APThree years ago, Chip Kelly coordinated a Division I-AA offense out of a closet-sized office in Durham, N.H. He was commonplace in college football, a good coach with a good scheme led by a good quarterback. To almost everyone, he was no big deal, just another guy.
Saturday, Oregon introduced Kelly as its head coach, effective for the March 30 start of spring practice in Eugene. The Ducks are an anomaly in college football, a program without a local recruiting base that attracts enough talent to contend for the Rose Bowl far more often than not.
"It's a pretty funny jump," said Sean McDonnell, Kelly's old boss at the University of New Hampshire.
It's a pretty funny game that allows such a jump. And it's evidence of a reality lost whenever these changes occur. For as much as so many people want Kelly to succeed — for his Xbox offense to his fearless recruiting to his blunt sense of humor — no one knows how the guy will do.
Choosing a coach is no different than choosing a mate or a job or, as it turns out, an investment fund. There are signs for sure — Florida athletic director Jeremy Foley talked about an intangible he felt after first meeting with Urban Meyer. (Here's some Kelly humor: Asked about his head coaching role models, Kelly joked to reporters in Oregon that if he tried to be the next Urban Meyer, he'd end up Oscar Mayer). There might even be a formula. But as much as an athletic director or search committee studies and investigates and interviews, there's no sure thing. The chart might say double down, but the next card might be a deuce.

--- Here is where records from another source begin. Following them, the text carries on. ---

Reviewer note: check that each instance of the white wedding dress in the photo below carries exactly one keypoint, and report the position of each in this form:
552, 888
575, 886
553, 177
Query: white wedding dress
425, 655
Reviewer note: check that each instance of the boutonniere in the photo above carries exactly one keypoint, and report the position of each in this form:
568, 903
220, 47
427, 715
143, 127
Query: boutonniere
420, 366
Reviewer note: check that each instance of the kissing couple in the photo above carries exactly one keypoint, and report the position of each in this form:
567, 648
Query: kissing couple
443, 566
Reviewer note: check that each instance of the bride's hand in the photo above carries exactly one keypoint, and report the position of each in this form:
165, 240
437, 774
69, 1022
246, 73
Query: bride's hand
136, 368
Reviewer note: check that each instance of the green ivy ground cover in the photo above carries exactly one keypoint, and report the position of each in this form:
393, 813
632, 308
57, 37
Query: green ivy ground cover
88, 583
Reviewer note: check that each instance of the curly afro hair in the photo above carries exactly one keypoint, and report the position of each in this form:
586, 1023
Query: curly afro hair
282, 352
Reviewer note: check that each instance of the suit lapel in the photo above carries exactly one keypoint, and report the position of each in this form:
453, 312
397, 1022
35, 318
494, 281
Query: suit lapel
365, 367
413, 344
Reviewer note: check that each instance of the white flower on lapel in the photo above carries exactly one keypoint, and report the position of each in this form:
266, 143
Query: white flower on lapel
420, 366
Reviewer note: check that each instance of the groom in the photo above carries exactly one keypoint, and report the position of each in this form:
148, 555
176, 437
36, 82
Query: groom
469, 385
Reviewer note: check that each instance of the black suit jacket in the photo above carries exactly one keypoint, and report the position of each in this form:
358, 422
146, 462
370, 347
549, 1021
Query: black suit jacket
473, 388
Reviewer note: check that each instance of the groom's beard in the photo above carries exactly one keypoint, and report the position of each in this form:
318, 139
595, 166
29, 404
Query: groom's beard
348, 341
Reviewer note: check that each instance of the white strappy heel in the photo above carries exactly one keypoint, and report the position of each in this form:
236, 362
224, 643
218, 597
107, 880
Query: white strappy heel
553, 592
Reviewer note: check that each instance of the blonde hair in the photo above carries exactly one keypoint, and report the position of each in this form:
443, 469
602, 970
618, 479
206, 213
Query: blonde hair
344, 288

Three things give Kelly a chance to be great, and he can take credit for two. Start with the offense, a spread scheme cultivated over a decade of campus visits to major college programs and through trial and error at UNH. The plan helped morph Dennis Dixon from mediocre to a Heisman hopeful in 2007; it brought the Ducks seven games with 40-plus points in 2008. Kelly might continue to call plays in 2009, though the only guarantee he'd make at a Saturday news conference was that little on offense would look different. "The only thing that will change this year to next year," he said, "is that I hope we score more points."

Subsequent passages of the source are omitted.